B. LA PROPOSITION DE LOI : UNIFIER LES RÈGLES DE COMPÉTENCE EN MATIÈRE D'APPLICATION DES PEINES

1. Un objectif : la continuité des parcours éducatifs

La présente proposition de loi tend à mettre en oeuvre l'une des recommandations importantes de la commission d'enquête du Sénat sur la délinquance des mineurs.

Dans ses conclusions, la commission d'enquête a souhaité que de véritables parcours éducatifs puissent être mis en place et qu'une continuité soit assurée dans le suivi des mineurs délinquants. Elle a très souvent constaté que de multiples ruptures jalonnaient le parcours de jeunes en grande difficulté ou délinquants et que la rupture du suivi éducatif était particulièrement marquée en cas d'incarcération :

« Certains mineurs doivent être contenus et enfermés pendant un temps parce que la sécurité de la société l'impose, parce qu'ils sont ancrés dans un processus d'auto-destruction qu'il faut arrêter.

« Aujourd'hui, cet enfermement est réalisé dans les quartiers des mineurs des maisons d'arrêt et marque une sorte de fin de parcours pour le mineur. Cependant que le juge des enfants n'est pas compétent pendant l'incarcération, la protection judiciaire de la jeunesse n'entre qu'avec réticence en prison. Dans ces conditions, l'enfermement marque un temps de contrainte sans éducation.

« En outre, les mineurs ne font que rarement l'objet de mesures d'aménagement de peine parce qu'ils sont le plus souvent incarcérés en détention provisoire et que les quartiers de mineurs des maisons d'arrêt ne se prêtent guère à des mesures de semi-liberté.

« A l'inverse, il est fréquent que la sortie de prison ne fasse l'objet d'aucun accompagnement, le mineur passant de la contention totale à la liberté totale.

« La commission souhaite une évolution profonde dans ce domaine, afin que des parcours éducatifs puissent être mis en oeuvre pour les mineurs délinquants réitérants, permettant des passages dans des structures plus ou moins ouvertes en fonction du comportement des mineurs ».

Afin de parvenir à cet objectif, la commission d'enquête a notamment proposé de faire du juge des enfants le juge de l'application des peines pour les mineurs, en milieu fermé comme en milieu ouvert.

2. Le dispositif proposé

Afin de contribuer à assurer une continuité dans le suivi des mineurs délinquants, la présente proposition de loi tend à donner au juge des enfants une compétence pleine et entière en matière d'application des peines prononcées par les juridictions spécialisées pour mineurs.

La proposition de loi, qui modifie l'article 20-9 de l'ordonnance du 2 février 1945 relative à l'enfance délinquante prévoit donc dans son article 1 er , qu'en cas de condamnation prononcée par une juridiction spécialisée pour mineurs, le juge des enfants exerce les fonctions dévolues au juge de l'application des peines par le code pénal et le code de procédure pénale.
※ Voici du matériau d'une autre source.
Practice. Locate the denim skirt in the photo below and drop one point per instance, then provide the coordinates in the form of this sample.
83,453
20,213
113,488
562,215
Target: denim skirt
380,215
Le tribunal pour enfants et la chambre spéciale des mineurs exerceraient alors les attributions dévolues en matière d'application des peines au tribunal correctionnel et à la chambre correctionnelle. Ces juridictions exercent en effet une compétence en cas d'appel des décisions du juge de l'application des peines.
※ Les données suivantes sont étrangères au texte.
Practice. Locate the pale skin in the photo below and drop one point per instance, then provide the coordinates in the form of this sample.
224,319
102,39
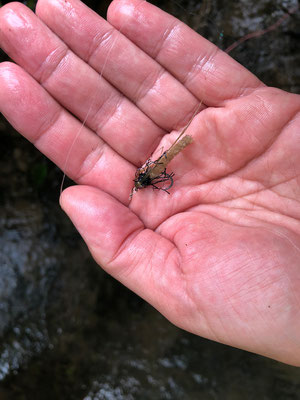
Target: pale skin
220,255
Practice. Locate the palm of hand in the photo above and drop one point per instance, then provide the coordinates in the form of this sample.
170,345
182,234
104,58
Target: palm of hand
220,255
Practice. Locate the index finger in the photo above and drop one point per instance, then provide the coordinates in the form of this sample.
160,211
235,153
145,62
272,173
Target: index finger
207,72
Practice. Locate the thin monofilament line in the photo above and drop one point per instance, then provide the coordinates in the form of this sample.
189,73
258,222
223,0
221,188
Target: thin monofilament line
90,108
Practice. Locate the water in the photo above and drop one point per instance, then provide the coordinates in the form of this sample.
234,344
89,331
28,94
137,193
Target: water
68,330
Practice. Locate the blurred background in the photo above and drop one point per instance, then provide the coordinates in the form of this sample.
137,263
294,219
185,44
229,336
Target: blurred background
70,331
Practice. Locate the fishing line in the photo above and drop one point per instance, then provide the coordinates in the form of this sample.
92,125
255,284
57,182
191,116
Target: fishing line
94,99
L'attribution au juge des enfants des compétences dévolues au juge de l'application des peines ne modifierait en rien les autres règles procédurales. Ainsi, la commission d'application des peines continuerait à statuer sur les permissions de sortie et les réductions de peines, le juge des enfants remplaçant le juge de l'application des peines au sein de cette commission.

La proposition de loi prévoit que le juge des enfants exerce les fonctions dévolues au juge de l'application des peines jusqu'à ce que le condamné ait atteint l'âge de vingt-et-un ans . Cependant le texte tend à permettre au juge des enfants de se dessaisir au profit du juge de l'application des peines lorsque le condamné a atteint l'âge de dix-huit ans, en raison de sa personnalité ou de la peine prononcée.
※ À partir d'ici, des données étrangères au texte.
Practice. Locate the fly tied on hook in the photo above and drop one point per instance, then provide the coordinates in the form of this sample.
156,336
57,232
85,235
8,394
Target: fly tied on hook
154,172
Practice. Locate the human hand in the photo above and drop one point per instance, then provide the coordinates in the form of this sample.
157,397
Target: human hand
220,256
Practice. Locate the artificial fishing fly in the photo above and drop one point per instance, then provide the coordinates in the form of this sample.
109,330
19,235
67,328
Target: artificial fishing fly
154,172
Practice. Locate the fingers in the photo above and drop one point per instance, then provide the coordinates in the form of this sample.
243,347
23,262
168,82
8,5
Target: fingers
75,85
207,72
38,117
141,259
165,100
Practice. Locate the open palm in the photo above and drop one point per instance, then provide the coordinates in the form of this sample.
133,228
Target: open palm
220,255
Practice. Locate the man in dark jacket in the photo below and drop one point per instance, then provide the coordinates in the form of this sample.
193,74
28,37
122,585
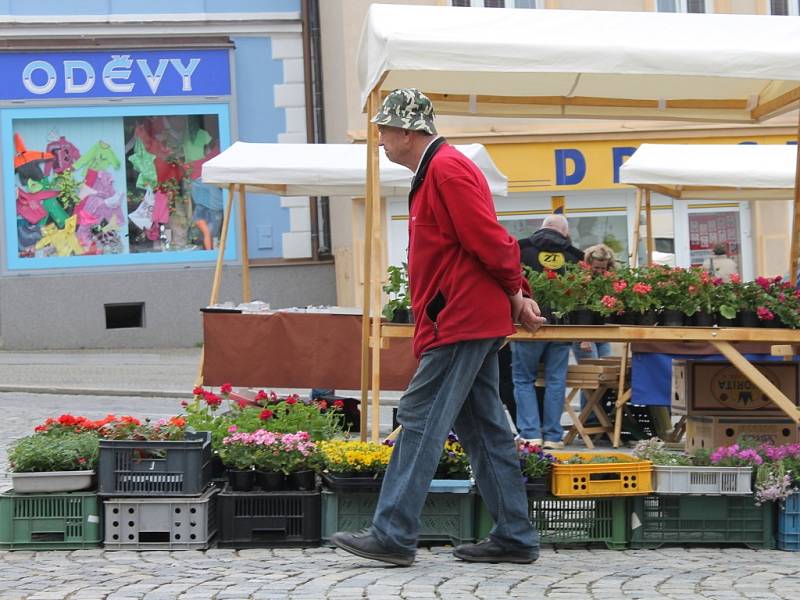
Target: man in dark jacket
466,289
549,248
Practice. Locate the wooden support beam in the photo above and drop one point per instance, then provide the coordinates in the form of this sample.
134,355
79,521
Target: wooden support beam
372,153
243,244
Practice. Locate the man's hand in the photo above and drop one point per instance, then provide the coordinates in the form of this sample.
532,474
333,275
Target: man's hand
526,312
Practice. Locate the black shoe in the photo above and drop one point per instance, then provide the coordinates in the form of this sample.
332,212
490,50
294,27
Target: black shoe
365,544
490,551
La proposition de loi prévoit en outre que le juge des enfants pourra désigner un service de la protection judiciaire de la jeunesse pour veiller au respect des obligations imposées au condamné.

L' article 2 tend à compléter l'article 727 du code de procédure pénale pour inclure le juge des enfants dans la liste des magistrats qui sont tenus de visiter les établissements pénitentiaires.

Les articles 3 à 5 tendent à opérer des coordinations dans le code de procédure pénale et dans l'ordonnance du 2 février 1945 relative à l'enfance délinquante.

L' article 6 prévoit l'application de la proposition de loi en Nouvelle-Calédonie, en Polynésie française, dans les îles Wallis-et-Futuna et dans les Terres australes et antarctiques françaises.

Enfin, l' article 7 tend à reporter au 1 er janvier 2004 l'entrée en vigueur des dispositions de la proposition de loi.